33. Meşru beklenti, objektif temelden uzak olmayıp belirli bir kanun hükmüne veya başarılı olma ihtimalinin yüksek olduğunu gösteren yerleşik bir yargı içtihadına ya da ayni menfaatle ilgili hukuki bir işleme dayanan yeterli derecede somut nitelikteki bir beklentidir (Selçuk Emiroğlu [1. B.], B. No: 2013/5660, 20/3/2014, § 28; Mehmet Şentürk [GK], B. No: 2014/13478, 25/7/2017, § 42). Dolayısıyla Anayasa ve AİHS'in ortak koruma kapsamında olan meşru beklentiye dayalı mülkiyet hakkının tespiti mevcut hukuk sisteminde iddia edilen mülkiyet iddiasının tanınmasına bağlı olup bu tespit, mevzuat hükümleri ve yargı kararları ile yapılmaktadır (Üçgen Nakliyat Ticaret Ltd. Şti. [2. B.], B. No: 2013/845, 20/11/2014, § 37). Temelsiz bir hak kazanma beklentisi veya sadece mülkiyet hakkı kapsamında ileri sürülebilir bir iddianın varlığı meşru beklentinin kabulü için yeterli değildir (Kemal Yeler ve Ali Arslan Çelebi [1. B.], B. No: 2012/636, 15/4/2014, § 37).
34. Eldeki başvuruda başvurucu, Siirt İcra Müdürlüğünün E.2014/7336 sayılı dosyası üzerinden vekil sıfatıyla takip başlatmış; takip kesinleşmiş ancak süresinde haciz talebinde bulunmadığından İcra Müdürlüğünün 26/10/2016 tarihli kararıyla dosya işlemden kaldırılmıştır. Başvurucu, sözleşmeyi haklı sebeplerle feshettiğinin Bölge Adliye Mahkemesi kararı ile sabit olduğunu kabul ederek Siirt İcra Müdürlüğünün E.2014/7336 takip dosyası nedeniyle vekâlet ücreti alacağının tahsili için Diyarbakır İcra Dairesinin E.2020/143130 sayılı dosyası üzerinden Şirket aleyhine ilamsız takip yapmıştır. Takibin itiraz üzerine durması sonrasında başvurucunun açtığı itirazın iptali davası kesin olarak reddedilmiştir. Bir başka ifadeyle başvurucunun Siirt İcra Müdürlüğünün E.2014/7336 sayılı dosyası nedeniyle vekâlet ücreti alacağına yönelik istemi Mahkemece kabul edilmemiştir. Bu itibarla başvurucunun Siirt İcra Müdürlüğünün E.2014/7336 sayılı dosyası nedeniyle mülkiyet hakkının korumasında olan mevcut bir mülkünün bulunmadığı açıktır.

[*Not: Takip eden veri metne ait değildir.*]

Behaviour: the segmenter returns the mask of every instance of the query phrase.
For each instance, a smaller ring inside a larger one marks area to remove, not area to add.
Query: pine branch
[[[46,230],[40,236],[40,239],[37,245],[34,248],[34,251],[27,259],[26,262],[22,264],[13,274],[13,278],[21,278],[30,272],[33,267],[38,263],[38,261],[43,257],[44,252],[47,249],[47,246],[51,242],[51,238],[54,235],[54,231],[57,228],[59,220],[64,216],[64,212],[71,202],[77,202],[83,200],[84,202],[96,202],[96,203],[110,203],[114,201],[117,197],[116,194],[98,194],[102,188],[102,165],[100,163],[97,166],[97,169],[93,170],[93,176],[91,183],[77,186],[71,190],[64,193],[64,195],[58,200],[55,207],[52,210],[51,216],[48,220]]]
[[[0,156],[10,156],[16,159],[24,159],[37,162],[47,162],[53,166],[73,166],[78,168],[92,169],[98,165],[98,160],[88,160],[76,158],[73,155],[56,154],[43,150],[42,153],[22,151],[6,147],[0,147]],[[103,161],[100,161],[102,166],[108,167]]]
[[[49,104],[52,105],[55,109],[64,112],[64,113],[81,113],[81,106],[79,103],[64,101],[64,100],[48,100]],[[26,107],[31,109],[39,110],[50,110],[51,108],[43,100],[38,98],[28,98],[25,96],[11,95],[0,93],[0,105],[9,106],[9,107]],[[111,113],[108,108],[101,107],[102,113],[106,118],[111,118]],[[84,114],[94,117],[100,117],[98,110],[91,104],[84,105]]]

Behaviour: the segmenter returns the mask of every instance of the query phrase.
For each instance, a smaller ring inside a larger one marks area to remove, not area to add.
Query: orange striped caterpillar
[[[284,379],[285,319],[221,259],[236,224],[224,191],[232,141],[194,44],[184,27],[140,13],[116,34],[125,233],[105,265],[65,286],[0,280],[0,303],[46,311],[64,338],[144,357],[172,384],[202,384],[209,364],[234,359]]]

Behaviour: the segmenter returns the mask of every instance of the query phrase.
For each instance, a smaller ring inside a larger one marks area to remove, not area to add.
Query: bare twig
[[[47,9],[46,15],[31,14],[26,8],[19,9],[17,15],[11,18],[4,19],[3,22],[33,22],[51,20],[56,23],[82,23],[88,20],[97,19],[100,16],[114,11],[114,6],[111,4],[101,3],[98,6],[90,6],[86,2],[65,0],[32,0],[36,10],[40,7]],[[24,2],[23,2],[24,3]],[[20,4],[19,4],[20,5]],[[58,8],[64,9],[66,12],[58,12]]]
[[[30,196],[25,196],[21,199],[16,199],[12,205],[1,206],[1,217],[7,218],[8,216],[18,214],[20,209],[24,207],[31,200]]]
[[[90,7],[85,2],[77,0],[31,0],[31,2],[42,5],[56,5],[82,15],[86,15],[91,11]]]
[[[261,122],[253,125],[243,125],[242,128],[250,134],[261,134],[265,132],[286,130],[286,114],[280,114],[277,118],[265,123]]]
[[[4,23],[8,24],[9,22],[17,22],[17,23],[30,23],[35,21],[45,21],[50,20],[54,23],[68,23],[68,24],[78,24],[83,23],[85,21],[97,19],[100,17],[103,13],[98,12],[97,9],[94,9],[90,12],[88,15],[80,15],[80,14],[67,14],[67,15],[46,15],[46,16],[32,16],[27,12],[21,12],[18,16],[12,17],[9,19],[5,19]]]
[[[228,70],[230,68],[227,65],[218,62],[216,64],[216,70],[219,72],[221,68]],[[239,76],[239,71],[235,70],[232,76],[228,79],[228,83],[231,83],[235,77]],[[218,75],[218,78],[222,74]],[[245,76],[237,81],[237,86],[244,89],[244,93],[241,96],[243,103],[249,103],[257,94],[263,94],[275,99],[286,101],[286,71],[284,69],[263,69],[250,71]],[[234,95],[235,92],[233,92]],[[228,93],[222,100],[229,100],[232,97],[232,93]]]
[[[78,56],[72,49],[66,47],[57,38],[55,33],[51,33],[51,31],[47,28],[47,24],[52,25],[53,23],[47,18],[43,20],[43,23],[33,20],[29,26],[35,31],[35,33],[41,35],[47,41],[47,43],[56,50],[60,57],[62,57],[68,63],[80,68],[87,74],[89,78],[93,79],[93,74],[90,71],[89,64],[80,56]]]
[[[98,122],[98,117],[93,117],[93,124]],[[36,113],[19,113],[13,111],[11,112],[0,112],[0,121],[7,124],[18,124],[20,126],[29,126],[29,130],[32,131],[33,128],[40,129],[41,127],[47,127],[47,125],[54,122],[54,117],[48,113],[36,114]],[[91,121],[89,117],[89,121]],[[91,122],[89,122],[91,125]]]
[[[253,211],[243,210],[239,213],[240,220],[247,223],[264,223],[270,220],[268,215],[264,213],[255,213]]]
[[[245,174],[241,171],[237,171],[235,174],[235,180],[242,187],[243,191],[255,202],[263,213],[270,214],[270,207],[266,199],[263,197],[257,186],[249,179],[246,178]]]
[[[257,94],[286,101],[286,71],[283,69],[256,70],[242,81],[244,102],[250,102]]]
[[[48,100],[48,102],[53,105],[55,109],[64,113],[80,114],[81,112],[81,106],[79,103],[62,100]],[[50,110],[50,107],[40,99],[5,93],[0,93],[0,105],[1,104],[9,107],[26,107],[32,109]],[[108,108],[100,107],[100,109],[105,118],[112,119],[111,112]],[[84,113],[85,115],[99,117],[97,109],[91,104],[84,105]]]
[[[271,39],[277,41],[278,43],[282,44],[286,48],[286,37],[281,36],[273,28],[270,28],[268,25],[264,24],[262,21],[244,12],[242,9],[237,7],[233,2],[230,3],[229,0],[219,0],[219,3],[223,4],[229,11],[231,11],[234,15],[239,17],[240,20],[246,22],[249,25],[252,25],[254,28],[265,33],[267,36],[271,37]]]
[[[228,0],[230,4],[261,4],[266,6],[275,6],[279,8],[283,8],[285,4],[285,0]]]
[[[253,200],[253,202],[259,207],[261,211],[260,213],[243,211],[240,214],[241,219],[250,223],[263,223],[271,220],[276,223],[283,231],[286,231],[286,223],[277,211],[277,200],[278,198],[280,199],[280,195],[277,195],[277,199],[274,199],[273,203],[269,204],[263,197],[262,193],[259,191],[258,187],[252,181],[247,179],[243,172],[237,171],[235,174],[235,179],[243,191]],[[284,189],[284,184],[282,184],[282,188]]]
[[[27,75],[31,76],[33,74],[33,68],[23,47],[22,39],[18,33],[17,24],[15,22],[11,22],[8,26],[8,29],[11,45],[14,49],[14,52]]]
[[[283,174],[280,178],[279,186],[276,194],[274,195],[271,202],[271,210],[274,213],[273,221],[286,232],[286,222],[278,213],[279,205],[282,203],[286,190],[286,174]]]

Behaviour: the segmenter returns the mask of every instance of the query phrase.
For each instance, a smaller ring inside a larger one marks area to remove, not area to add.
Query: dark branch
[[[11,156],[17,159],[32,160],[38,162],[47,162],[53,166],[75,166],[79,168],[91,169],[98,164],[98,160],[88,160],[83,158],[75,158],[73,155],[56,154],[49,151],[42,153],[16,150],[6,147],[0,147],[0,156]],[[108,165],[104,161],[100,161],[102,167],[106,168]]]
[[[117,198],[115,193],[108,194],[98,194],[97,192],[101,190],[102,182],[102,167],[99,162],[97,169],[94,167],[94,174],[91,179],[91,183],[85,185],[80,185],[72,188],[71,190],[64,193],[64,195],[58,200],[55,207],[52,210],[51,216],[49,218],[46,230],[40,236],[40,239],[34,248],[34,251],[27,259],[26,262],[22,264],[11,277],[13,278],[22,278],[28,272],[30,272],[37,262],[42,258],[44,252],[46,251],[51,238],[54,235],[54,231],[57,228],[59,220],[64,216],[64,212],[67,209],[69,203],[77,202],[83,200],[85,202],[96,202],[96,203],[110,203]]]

35. Mülkü olmadığı anlaşılan başvurucunun meşru beklentisinin bulunup bulunmadığı ortaya konulmalıdır. Bir beklentinin meşru olabilmesi için özellikle ulusal hukukta yerleşik içtihatlar gibi yeterli bir temeli olmalıdır. Başvurucunun beklentisinin hem hukuki dayanaklarını hem de somut olayda bu hukuki dayanakların gerçekleştiğini göstermesi gerekir. Ayrıca meşru beklentinin dayanağını gösterme yükümlülüğü, bir başka ifadeyle meşru beklentinin somut olayda gerçekleştiğinin ispat külfeti başvurucunun üzerindedir (Mustafa Ateşoğlu ve diğerleri [2. B.], B. No: 2013/1178, 5/11/2015, § 54).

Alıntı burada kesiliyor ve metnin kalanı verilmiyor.